Planinic di Sassari (LaPresse)
Planinic di Sassari (LaPresse)

Bologna, 7 febbraio 2018 – E’ stato un mercoledì di coppa – l’ultimo delle Top 16 di Eurocup e della stagione regolare di FIBA Champions League – decisamente avaro di soddisfazioni ed emozioni per le squadre italiane. La Sidigas Avellino ha infatti gettato alle ortiche la possibilità di continuare la sua avventura in Champions perdendo 79-74 in casa di Bonn e non capitalizzando il successo del Nymburk sullo Zielona Gora che era indispensabile per consentire ai biancoverdi di passare il turno. Dopo essersi trovati a -5 nel terzo quarto (47-42), gli irpini – che oggi sono incappati in una serataccia al tiro (37% totale) – sono riusciti a riportarsi in carreggiata grazie alle triple di Zerini, Scrubb e Leunen e nelle prime battute del quarto finale hanno addirittura messo la freccia del sorpasso grazie ad un’altra bomba seguita da un gioco da tre punti dello scatenato Zerini che ha propiziato il +8 esterno a 6’05” dalla fine (68-60). A quel punto però l’attacco biancoverde andato in panne mentre quello di Bonn, ispirato da Breunig (17 punti e 10 rimbalzi) e da Zubcic (17 punti), ha ripreso a girare ad alta velocità e ha confezionato un 11-0 che ha portato al controsorpasso (71-68). I liberi di Rich e il canestro di Scrubb hanno riacceso le speranze della Sidigas, che però sono naufragate al cospetto della precisione dalla lunetta nei secondi finali dei tedeschi.

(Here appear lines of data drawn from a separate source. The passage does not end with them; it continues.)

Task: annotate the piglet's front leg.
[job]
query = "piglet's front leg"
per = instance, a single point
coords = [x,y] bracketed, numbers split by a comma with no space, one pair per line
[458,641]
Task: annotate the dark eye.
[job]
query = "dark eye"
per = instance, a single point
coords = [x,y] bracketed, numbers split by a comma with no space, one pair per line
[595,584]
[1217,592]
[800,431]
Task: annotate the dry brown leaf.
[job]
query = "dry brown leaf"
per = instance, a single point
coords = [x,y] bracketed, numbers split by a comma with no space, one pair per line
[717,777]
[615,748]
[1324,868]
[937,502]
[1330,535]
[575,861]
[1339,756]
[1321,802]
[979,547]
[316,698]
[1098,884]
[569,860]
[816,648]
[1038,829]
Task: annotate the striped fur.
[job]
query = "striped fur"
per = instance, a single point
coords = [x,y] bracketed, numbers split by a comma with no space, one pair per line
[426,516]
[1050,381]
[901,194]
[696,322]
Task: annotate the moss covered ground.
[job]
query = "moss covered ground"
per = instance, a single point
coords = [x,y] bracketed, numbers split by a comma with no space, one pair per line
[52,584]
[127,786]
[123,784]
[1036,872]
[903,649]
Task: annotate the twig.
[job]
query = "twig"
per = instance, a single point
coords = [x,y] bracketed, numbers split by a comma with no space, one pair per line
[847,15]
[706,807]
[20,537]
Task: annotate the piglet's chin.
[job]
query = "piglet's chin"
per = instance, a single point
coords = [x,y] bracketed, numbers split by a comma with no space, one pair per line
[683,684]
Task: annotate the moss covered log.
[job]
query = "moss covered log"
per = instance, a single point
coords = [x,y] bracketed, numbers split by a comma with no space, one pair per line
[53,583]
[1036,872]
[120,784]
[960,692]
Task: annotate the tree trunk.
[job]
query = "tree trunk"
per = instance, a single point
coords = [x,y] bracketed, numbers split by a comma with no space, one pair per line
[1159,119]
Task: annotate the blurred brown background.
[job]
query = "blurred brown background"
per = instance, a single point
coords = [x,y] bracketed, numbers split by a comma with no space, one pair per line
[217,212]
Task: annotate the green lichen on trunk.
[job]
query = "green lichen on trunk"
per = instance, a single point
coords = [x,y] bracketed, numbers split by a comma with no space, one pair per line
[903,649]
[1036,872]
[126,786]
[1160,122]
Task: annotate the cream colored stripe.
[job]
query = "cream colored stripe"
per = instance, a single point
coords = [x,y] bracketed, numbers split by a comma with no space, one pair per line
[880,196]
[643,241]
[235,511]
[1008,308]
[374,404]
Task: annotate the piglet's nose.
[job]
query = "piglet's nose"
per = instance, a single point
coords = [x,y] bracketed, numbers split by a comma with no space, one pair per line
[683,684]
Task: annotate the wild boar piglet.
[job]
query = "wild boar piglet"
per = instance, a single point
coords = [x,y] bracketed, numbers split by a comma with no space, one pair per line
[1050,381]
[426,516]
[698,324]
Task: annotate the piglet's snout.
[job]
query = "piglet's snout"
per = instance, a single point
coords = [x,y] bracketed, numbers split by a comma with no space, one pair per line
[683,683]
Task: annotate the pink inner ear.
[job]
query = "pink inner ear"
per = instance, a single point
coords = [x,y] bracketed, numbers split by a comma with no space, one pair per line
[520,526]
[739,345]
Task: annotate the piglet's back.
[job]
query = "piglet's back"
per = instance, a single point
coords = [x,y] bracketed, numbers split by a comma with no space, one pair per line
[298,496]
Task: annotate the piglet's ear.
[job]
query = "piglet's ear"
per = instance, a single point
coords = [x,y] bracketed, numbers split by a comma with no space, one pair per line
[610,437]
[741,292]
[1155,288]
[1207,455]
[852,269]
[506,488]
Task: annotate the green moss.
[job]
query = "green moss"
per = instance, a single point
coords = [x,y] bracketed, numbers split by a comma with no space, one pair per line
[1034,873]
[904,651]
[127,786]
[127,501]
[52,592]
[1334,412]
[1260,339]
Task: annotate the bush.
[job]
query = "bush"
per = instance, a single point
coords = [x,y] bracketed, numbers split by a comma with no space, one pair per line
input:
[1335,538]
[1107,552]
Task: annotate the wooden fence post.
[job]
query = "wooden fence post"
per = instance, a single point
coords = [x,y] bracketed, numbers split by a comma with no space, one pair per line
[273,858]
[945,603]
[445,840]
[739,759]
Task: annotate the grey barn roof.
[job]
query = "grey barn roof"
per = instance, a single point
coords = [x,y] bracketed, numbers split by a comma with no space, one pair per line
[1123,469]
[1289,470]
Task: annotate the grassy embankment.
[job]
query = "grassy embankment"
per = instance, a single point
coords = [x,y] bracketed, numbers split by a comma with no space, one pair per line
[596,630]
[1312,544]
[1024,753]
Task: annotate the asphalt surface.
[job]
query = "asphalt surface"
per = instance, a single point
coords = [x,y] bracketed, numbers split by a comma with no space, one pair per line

L’impresa qualificazione, in questo caso in Eurocup, non è riuscita anche ad una Fiat Torino sempre più in crisi di risultati che questa sera ha perso 87-73 contro i russi dello Zenith San Pietroburgo e, non riuscendo di conseguenza a ribaltare il -11 dell’andata, ha mancato l’accesso ai quarti di finale. I gialloblu però questa volta hanno mostrato grande carattere giocando un eccellente primo tempo grazie alle giocate di Garrett (21 punti), Patterson (17) e Washington (13 punti, 5 rimbalzi e 4 assist). Dopo aver persino toccato il +13 sul 39-26 e aver chiuso la prima metà di gara con un confortante +11 che faceva pensare ad un possibile colpaccio (47-36), i piemontesi hanno subito un pesantissimo parziale di 29-9 che ha girato l’inerzia del match verso lo Zenith di Karasev (17 punti) e Simonovic (14) che nel finale ha controllato senza problemi. Si è chiusa con una sconfitta invece l’avventura in Eurocup della Dolomiti Energia Trentino che in casa è stata beffata al fotofinish dal Lokomotiv Kuban che ha sbancato il PalaTrento 74-71. La formazione russa è rimasta per larghi tratti del match in testa spingendosi fino al +13 nel corso della terza frazione (50-37). Trento ha però avuto il merito di non sbandare e di ricucire lo strappo ritrovando la parità a 34” dalla sirena finale con un canestro di Gutierrez (69-69). Sul ribaltamento di fronte è però arrivata la tripla dell’ex Avellino Joe Ragland che ha gelato il PalaTrento siglando il definitivo sorpasso dei russi che hanno poi messo in ghiaccio il risultato con due liberi di un’altra vecchia conoscenza del campionato italiano, l’ex Olimpia Milano Franck Elegar. Infine, con un pass per la FIBA Europe Cup già in tasca, la Dinamo Sassari del nuovo acquisto Joshua Bostic e di Darko Planinic (19 punti a testa) ha salutato il suo pubblico sconfiggendo 101-94 l’Enisey Krasnoyarsk al termine di un match a lungo comandato dai sardi che hanno persino avuto un vantaggio di 14 lunghezze a metà dell’ultima frazione.